Between July 15-17, 2014, the Office of Naval Research (ONR) and the Naval Sea Systems Command (NAVSEA) hosted an undersea medicine progress review meeting in Durham, North Carolina. The presentations focused primarily on topics of interest for the Navy, but most of the research also benefits recreational and technical divers. One topic I found particularly interesting concerns the combined effect of increased carbon dioxide levels (CO2) in breathing gas and the breathing resistance that breathing apparatuses impose on divers.
If breathing is unimpeded, slightly increased levels of CO2 pose no problem. However, the more CO2 that is inhaled, the less CO2 can be added, and a larger breathing volume per unit of time will be required to wash out the same amount of CO2. This increase of breathing volumes occurs automatically, successfully washing out the metabolic CO2 and maintaining a nearly normal level of CO2 in arterial blood (even during exercise when the internal metabolic production of CO2 is increased).
If, however, the external resistance to breathing is increased, as in the case of closed-circuit diving, breathing volume during exercise may not increase enough to compensate for the extra CO2 in the inhaled gas. The result of this combined effect is that part of the metabolically produced CO2 remains in the body (CO2 retention) and the arterial level of CO2 increases (hypercapnia). Divers may choose to ignore the increased arterial CO2 levels and continue diving with the same amount of exertion, or they may compensate for this combined effect by reducing their exercise levels to diminish metabolic production of CO2. Often, divers automatically find some balance between the two, slightly decreasing their exercise levels and thereby slowing the increase of CO2, but failing to prevent it completely.
One study conducted by Dan Warkander and Barbara Shykoff through the Navy Experimental Diving Unit exposed divers to controlled levels of CO2, external breathing resistance and heavy exercise at three different levels of CO2 in their oxygen mixes: 0%, 1% and 2%. External breathing resistance was set so that the work of breathing per volume was 1.0 kPa (R1) or 1.8 kPa (R2)—both of which are below acceptable levels according to the U.S. Navy standard. Divers were immersed in water and exercised on a cycle ergometer. Researchers then measured arterial CO2 levels, observed divers for symptoms of hypercapnia, conducted cognitive tests and measured exercise endurance. The criteria for stopping the test included: inability or unwillingness of the diver to continue the test, arterial CO2 levels exceeding 65 Torrs or time limit exceeded.
The study is still ongoing, but some noteworthy results have already emerged. At 1% CO2 and R1 resistance, which may be quite common in CCR diving, four out of the 16 subjects demonstrated symptoms of hypercapnia, and one stopped exercising. At 2% CO2 and R1 resistance, five divers demonstrated symptoms, two stopped exercising and one was stopped by researchers for arterial CO2 levels in excess of 65 Torr. At 2% CO2 and R2 resistance, more than half of the divers displayed symptoms and five had to be stopped by researchers.
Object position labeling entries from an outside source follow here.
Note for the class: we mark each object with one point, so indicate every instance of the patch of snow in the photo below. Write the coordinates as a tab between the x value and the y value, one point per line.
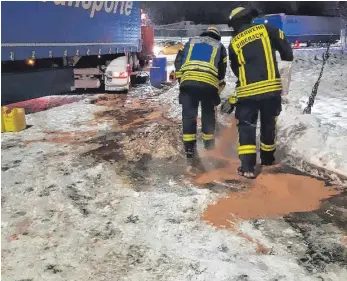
321	137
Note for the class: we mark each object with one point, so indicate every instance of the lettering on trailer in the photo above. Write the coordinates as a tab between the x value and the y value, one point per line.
120	7
250	30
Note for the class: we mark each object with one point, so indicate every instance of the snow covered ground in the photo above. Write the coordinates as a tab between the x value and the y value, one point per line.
321	137
67	215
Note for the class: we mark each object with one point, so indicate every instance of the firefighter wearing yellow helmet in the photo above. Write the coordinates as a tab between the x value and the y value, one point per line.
258	88
200	69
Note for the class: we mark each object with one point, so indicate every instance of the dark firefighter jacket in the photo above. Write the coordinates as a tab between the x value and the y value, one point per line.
253	60
201	63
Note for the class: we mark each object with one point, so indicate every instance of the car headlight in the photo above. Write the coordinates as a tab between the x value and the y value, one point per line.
156	49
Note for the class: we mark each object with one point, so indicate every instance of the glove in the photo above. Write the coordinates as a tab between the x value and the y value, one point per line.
221	86
227	107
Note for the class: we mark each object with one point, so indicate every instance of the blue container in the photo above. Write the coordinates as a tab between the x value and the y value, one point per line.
155	76
161	63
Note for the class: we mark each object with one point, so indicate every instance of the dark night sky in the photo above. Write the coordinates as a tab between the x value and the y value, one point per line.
217	12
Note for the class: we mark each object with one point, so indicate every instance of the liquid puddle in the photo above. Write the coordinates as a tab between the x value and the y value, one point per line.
270	195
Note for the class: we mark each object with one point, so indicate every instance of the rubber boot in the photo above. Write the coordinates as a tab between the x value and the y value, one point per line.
267	158
193	161
249	173
209	144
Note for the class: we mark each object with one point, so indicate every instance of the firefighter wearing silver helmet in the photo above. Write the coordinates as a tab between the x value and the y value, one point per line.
258	88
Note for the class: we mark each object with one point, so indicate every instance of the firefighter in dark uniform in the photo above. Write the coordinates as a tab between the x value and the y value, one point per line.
200	70
258	88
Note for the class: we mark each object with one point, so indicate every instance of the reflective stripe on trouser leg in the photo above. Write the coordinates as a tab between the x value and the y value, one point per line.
268	133
247	137
208	120
189	115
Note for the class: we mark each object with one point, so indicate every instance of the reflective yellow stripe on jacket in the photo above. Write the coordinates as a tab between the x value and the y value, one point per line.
258	88
201	77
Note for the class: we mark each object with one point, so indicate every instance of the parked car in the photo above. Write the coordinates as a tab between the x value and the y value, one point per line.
168	48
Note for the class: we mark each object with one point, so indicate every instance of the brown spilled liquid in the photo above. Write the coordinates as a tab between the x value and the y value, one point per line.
268	196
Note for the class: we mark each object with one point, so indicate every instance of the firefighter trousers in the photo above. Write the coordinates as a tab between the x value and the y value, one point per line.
247	116
190	99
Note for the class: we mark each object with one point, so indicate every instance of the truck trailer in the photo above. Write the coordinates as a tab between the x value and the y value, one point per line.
305	28
50	48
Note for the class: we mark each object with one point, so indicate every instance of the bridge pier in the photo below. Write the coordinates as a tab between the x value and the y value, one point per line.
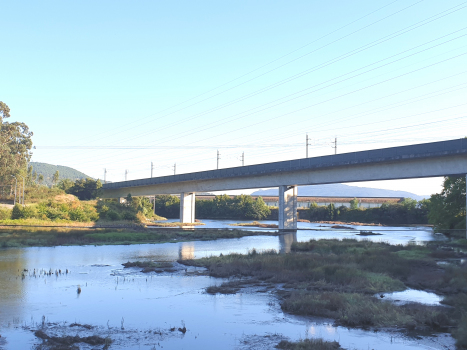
187	207
288	207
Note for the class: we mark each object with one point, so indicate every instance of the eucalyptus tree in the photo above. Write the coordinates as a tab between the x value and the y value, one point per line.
15	146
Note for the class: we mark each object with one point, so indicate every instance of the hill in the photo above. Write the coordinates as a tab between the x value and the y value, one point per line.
340	190
48	170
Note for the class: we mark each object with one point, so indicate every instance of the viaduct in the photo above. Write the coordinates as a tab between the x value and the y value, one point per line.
446	158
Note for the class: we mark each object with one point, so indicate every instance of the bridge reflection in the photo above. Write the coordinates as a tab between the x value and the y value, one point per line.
285	242
186	250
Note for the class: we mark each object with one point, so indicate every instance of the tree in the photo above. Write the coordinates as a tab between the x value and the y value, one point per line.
65	184
85	189
15	146
447	209
55	177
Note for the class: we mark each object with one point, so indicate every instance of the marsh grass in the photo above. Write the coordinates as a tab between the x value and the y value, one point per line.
361	310
350	270
309	344
337	279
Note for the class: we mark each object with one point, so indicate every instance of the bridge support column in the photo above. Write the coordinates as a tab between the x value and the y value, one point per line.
288	207
187	207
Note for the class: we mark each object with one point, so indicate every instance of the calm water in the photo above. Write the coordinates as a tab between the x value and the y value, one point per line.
148	302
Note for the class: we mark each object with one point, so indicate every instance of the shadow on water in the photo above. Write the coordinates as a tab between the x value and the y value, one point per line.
160	301
286	240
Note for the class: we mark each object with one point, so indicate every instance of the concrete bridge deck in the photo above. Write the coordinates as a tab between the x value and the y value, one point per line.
445	158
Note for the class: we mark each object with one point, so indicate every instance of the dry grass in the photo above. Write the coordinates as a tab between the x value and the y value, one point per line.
309	344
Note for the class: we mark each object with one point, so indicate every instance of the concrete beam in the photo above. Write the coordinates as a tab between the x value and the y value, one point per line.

Minute ventilation in most divers was in the range of 50-80 liters per minute (lpm), although some divers increased their ventilation to 150 lpm. Cognitive impairment varied. While some divers appeared unaffected, some did not remember the procedures they were supposed to follow. Still others did not regain full mental acuity ten minutes after the test. The symptoms reported included nausea, dizziness, anxiety, headache and memory impairment. Symptoms occurred suddenly or gradually.
Most importantly, some divers remained totally unaware of hypercapnia even when their arterial CO2 levels exceeded 65 Torr. Rebreather divers must be familiar with symptoms of hypercapnia.
When they recognize the symptoms, they must immediately cease exercise, switch to a safe source of breathing gas (bail-out) and call the dive off. Because some divers may not experience warning symptoms before they become mentally impaired, CO2 sensors should be built into rebreathers in order to monitor for this silent hazard.